Each band is hashed into a *bucket* — documents landing in the same bucket
are considered *candidate pairs*, likely to be similar.

This technique is widely used for large-scale similarity search
(e.g., near-duplicate detection on the web).


In [None]:
bands = 20
rows = 5  # 20 * 5 = 100 (same as number of hash functions)

candidates = lsh_candidate_pairs(signatures, bands, rows)

print("Candidate pairs identified using LSH:")
for (i, j) in candidates:
    print(f"{filenames[i]}  <-->  {filenames[j]}")


## 6. Discussion and Interpretation

The results highlight how documents with overlapping wording or similar
content structure tend to show higher similarity values.

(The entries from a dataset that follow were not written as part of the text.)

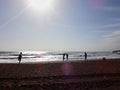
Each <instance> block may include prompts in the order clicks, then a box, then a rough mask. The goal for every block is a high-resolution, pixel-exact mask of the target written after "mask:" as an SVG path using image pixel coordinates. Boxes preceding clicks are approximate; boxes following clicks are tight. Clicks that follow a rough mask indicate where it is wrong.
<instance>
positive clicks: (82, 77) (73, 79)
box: [0, 59, 120, 90]
mask: <svg viewBox="0 0 120 90" xmlns="http://www.w3.org/2000/svg"><path fill="white" fill-rule="evenodd" d="M7 89H8V90H16V89H19V90H56V89H59V90H120V59H107V60H89V61H87V60H86V61H65V62H51V63H50V62H49V63H44V62H39V63H21V64H12V63H11V64H5V63H4V64H0V90H7Z"/></svg>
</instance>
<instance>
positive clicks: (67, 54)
mask: <svg viewBox="0 0 120 90" xmlns="http://www.w3.org/2000/svg"><path fill="white" fill-rule="evenodd" d="M65 59H66V60H68V54H67V53H64V54H63V61H64V60H65Z"/></svg>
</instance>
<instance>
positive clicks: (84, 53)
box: [84, 52, 87, 60]
mask: <svg viewBox="0 0 120 90" xmlns="http://www.w3.org/2000/svg"><path fill="white" fill-rule="evenodd" d="M84 56H85V60H87V53H86V52H85V53H84Z"/></svg>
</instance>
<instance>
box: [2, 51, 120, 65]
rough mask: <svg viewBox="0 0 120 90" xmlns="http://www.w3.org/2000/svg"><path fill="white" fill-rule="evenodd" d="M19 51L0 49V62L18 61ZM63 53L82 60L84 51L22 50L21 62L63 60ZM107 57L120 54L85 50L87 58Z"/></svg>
mask: <svg viewBox="0 0 120 90" xmlns="http://www.w3.org/2000/svg"><path fill="white" fill-rule="evenodd" d="M19 53H20V52H10V51H1V52H0V63H18V55H19ZM63 53H67V54H68V55H69V57H68V60H69V61H75V60H84V52H79V51H69V52H65V51H62V52H51V51H49V52H47V51H23V52H22V61H21V63H29V62H33V63H34V62H52V61H57V62H59V61H63ZM103 57H105V58H107V59H110V58H112V59H114V58H120V54H116V53H112V52H99V51H98V52H87V59H88V60H92V59H96V60H97V59H102V58H103Z"/></svg>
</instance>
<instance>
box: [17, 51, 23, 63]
mask: <svg viewBox="0 0 120 90" xmlns="http://www.w3.org/2000/svg"><path fill="white" fill-rule="evenodd" d="M21 59H22V52H20V54H19V56H18V61H19V64H20V62H21Z"/></svg>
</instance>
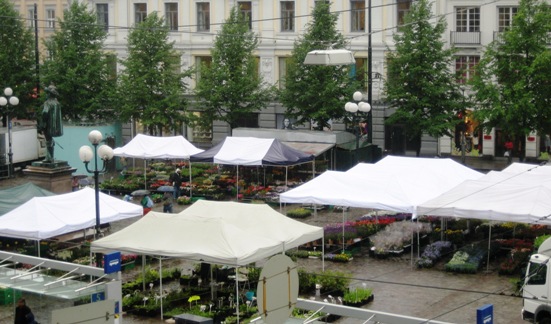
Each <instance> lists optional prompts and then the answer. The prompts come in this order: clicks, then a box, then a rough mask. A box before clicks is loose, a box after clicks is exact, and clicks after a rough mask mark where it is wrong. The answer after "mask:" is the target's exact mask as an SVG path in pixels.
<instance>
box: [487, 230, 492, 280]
mask: <svg viewBox="0 0 551 324" xmlns="http://www.w3.org/2000/svg"><path fill="white" fill-rule="evenodd" d="M491 242H492V223H491V222H490V228H489V230H488V258H487V260H486V272H490V248H491V247H490V245H491Z"/></svg>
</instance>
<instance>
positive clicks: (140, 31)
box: [119, 12, 191, 135]
mask: <svg viewBox="0 0 551 324" xmlns="http://www.w3.org/2000/svg"><path fill="white" fill-rule="evenodd" d="M168 32H169V31H168V27H167V26H166V24H165V20H164V19H163V18H162V17H159V16H158V15H157V13H156V12H153V13H151V14H149V15H148V16H147V17H146V19H145V20H144V21H143V22H141V23H140V24H138V25H137V26H136V27H135V28H134V29H133V30H132V31H131V32H130V34H129V35H128V58H127V59H126V60H123V61H122V64H123V65H124V67H125V69H124V70H123V71H122V73H121V75H120V78H119V79H120V83H119V86H120V87H119V90H120V94H119V95H120V98H121V106H120V110H119V113H120V118H121V120H123V121H128V120H130V119H131V118H133V119H135V120H140V121H141V123H142V124H143V125H144V126H145V127H146V128H147V129H148V130H149V133H150V134H152V135H156V134H158V135H162V133H163V129H165V128H168V129H171V130H176V129H178V128H179V127H180V126H181V124H182V122H184V121H185V119H186V118H185V109H186V105H187V102H186V100H185V98H184V94H185V91H186V89H187V87H186V84H185V82H184V79H185V78H186V77H189V76H191V73H190V72H189V71H184V72H182V71H181V64H180V55H179V53H178V52H177V51H176V50H175V49H174V42H169V40H168Z"/></svg>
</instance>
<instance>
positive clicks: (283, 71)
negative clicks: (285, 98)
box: [278, 57, 291, 89]
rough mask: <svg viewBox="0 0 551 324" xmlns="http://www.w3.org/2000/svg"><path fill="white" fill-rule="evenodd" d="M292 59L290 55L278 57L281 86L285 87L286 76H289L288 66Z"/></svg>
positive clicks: (279, 81)
mask: <svg viewBox="0 0 551 324" xmlns="http://www.w3.org/2000/svg"><path fill="white" fill-rule="evenodd" d="M290 61H291V58H290V57H280V58H278V66H279V82H278V83H279V88H280V89H285V77H286V76H287V68H288V66H289V62H290Z"/></svg>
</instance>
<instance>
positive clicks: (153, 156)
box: [114, 134, 203, 195]
mask: <svg viewBox="0 0 551 324" xmlns="http://www.w3.org/2000/svg"><path fill="white" fill-rule="evenodd" d="M201 152H203V150H202V149H200V148H197V147H195V146H194V145H193V144H191V143H190V142H189V141H188V140H187V139H185V138H184V137H183V136H181V135H179V136H168V137H158V136H149V135H144V134H137V135H136V137H134V138H133V139H132V140H131V141H130V142H128V143H127V144H126V145H124V146H123V147H118V148H116V149H115V150H114V155H115V156H118V157H124V158H136V159H143V161H144V170H145V169H147V160H152V159H165V160H168V159H170V160H189V159H190V156H191V155H193V154H197V153H201ZM146 177H147V172H144V180H145V183H146V186H147V178H146ZM189 177H190V182H191V163H190V164H189ZM144 189H147V188H144ZM190 195H192V193H191V190H190Z"/></svg>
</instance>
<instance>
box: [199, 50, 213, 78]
mask: <svg viewBox="0 0 551 324" xmlns="http://www.w3.org/2000/svg"><path fill="white" fill-rule="evenodd" d="M211 63H212V57H211V56H197V57H195V71H196V75H195V80H196V82H199V80H201V68H202V67H203V65H206V66H208V67H210V64H211Z"/></svg>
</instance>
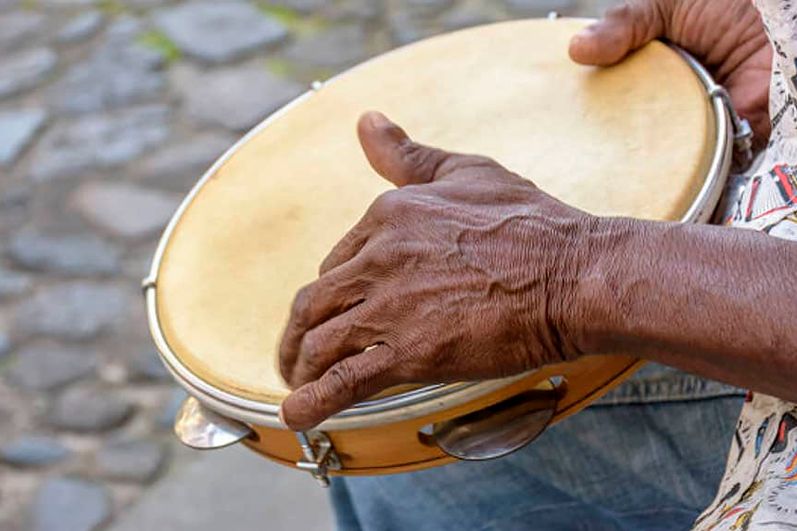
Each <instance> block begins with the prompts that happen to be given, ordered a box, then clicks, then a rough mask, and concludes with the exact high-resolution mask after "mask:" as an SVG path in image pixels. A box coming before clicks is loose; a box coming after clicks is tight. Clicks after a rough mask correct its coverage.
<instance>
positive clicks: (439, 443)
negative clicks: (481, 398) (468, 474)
mask: <svg viewBox="0 0 797 531" xmlns="http://www.w3.org/2000/svg"><path fill="white" fill-rule="evenodd" d="M558 394H559V391H558V389H557V387H556V386H555V385H554V383H553V382H551V381H550V380H546V381H545V382H543V383H542V384H541V385H539V386H537V387H536V388H534V389H532V390H530V391H526V392H525V393H521V394H519V395H516V396H513V397H512V398H509V399H507V400H504V401H503V402H499V403H498V404H494V405H492V406H490V407H487V408H485V409H482V410H479V411H475V412H473V413H469V414H467V415H464V416H462V417H458V418H455V419H451V420H447V421H445V422H439V423H436V424H435V425H434V426H433V427H432V436H433V437H434V440H435V443H436V444H437V446H438V447H439V448H440V449H441V450H443V451H444V452H445V453H447V454H448V455H450V456H452V457H456V458H457V459H462V460H465V461H484V460H487V459H495V458H498V457H503V456H505V455H508V454H510V453H512V452H514V451H516V450H519V449H521V448H523V447H524V446H526V445H527V444H529V443H530V442H532V441H533V440H534V439H536V438H537V437H538V436H539V435H540V434H541V433H542V432H543V431H545V428H547V427H548V424H549V423H550V422H551V419H552V418H553V416H554V414H555V413H556V403H557V396H558Z"/></svg>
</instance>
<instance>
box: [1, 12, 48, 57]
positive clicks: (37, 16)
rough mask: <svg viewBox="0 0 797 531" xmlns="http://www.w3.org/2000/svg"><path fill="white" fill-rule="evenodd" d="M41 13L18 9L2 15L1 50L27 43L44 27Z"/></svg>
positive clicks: (10, 47) (7, 49) (14, 47)
mask: <svg viewBox="0 0 797 531" xmlns="http://www.w3.org/2000/svg"><path fill="white" fill-rule="evenodd" d="M45 20H46V18H45V16H44V15H42V14H41V13H32V12H29V11H16V12H14V13H9V14H7V15H3V16H2V17H0V50H11V49H14V48H16V47H20V46H21V45H23V44H25V43H26V42H27V41H28V40H29V39H31V38H32V37H35V36H36V34H38V33H40V32H42V31H43V29H44V25H45Z"/></svg>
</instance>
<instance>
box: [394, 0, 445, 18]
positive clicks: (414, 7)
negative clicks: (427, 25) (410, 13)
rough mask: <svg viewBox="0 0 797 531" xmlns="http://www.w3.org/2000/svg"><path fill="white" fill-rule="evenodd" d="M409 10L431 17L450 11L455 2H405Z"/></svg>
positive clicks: (440, 1) (430, 0)
mask: <svg viewBox="0 0 797 531" xmlns="http://www.w3.org/2000/svg"><path fill="white" fill-rule="evenodd" d="M404 3H405V4H406V6H407V8H408V9H410V10H412V11H415V12H416V13H419V14H423V15H431V14H435V13H439V12H441V11H443V10H445V9H448V8H449V7H451V6H452V5H453V4H454V0H404Z"/></svg>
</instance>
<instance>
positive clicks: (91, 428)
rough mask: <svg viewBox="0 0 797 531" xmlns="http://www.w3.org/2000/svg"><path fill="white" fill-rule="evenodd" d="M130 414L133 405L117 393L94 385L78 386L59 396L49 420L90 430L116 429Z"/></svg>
mask: <svg viewBox="0 0 797 531" xmlns="http://www.w3.org/2000/svg"><path fill="white" fill-rule="evenodd" d="M132 414H133V405H132V404H131V403H130V402H128V401H127V400H125V399H123V398H121V397H120V396H119V395H118V394H116V393H113V392H110V391H106V390H104V389H100V388H97V387H78V388H71V389H68V390H67V391H65V392H64V394H62V395H61V396H60V397H59V398H58V400H57V401H56V403H55V407H54V408H53V411H52V413H51V416H50V420H51V422H52V424H53V426H55V427H56V428H61V429H65V430H72V431H77V432H92V431H105V430H109V429H111V428H116V427H118V426H120V425H122V424H123V423H124V422H125V421H127V419H129V418H130V416H131V415H132Z"/></svg>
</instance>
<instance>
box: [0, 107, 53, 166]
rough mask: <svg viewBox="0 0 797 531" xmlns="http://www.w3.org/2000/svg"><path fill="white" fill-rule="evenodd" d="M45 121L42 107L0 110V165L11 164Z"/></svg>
mask: <svg viewBox="0 0 797 531" xmlns="http://www.w3.org/2000/svg"><path fill="white" fill-rule="evenodd" d="M46 121H47V111H45V110H44V109H15V110H9V111H2V112H0V166H1V165H11V164H13V163H14V161H16V160H17V157H18V156H19V154H20V153H22V151H23V150H24V149H25V148H26V147H27V146H28V144H30V143H31V141H32V140H33V137H34V136H35V135H36V134H37V133H38V132H39V130H40V129H41V128H42V126H43V125H44V123H45V122H46Z"/></svg>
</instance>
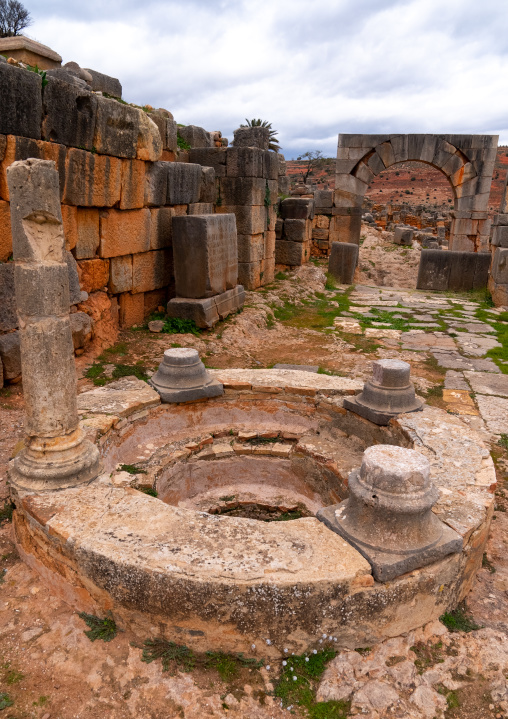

Once the recipe texts are finalized, this section should describe which
types of recipes appear most similar. For example:
- `[Recipe A]` and `[Recipe B]` might show high similarity due to shared
  ingredients or preparation steps.
- `[Recipe C]` might differ significantly because it uses a different cooking
  style or vocabulary.

When the actual dataset is available, you can replace these placeholders
with concrete observations based on the similarity matrices or LSH results.

---

### Insights to Include Later

- Which documents form small *clusters* of similar recipes?
- Are there recipes that are unexpectedly similar or dissimilar?
- Does the similarity correspond to the *type of dish*, *ingredients*, or *cooking method*?

---

### Scalability and Method Comparison

| Method | Description | Pros | Cons |
|:-------|:-------------|:------|:------|
| **Jaccard Similarity** | Exact overlap between sets | Intuitive and precise | Slow for large datasets |
| **MinHashing** | Approximation of Jaccard using random hashes | Fast, scalable | Slight approximation error |
| **LSH** | Groups similar signatures into candidate buckets | Very efficient for big data | May produce false positives |

---

### Conclusion

- **Shingling** transforms documents into comparable feature sets.  
- **Jaccard similarity** provides the ground truth of overlap.  
- **MinHashing** offers a scalable approximation with similar results.  
- **LSH** helps to quickly identify potential matches without
  exhaustively comparing every pair.

When the dataset is complete, these methods will reveal
how textual similarity reflects common patterns in the recipe corpus.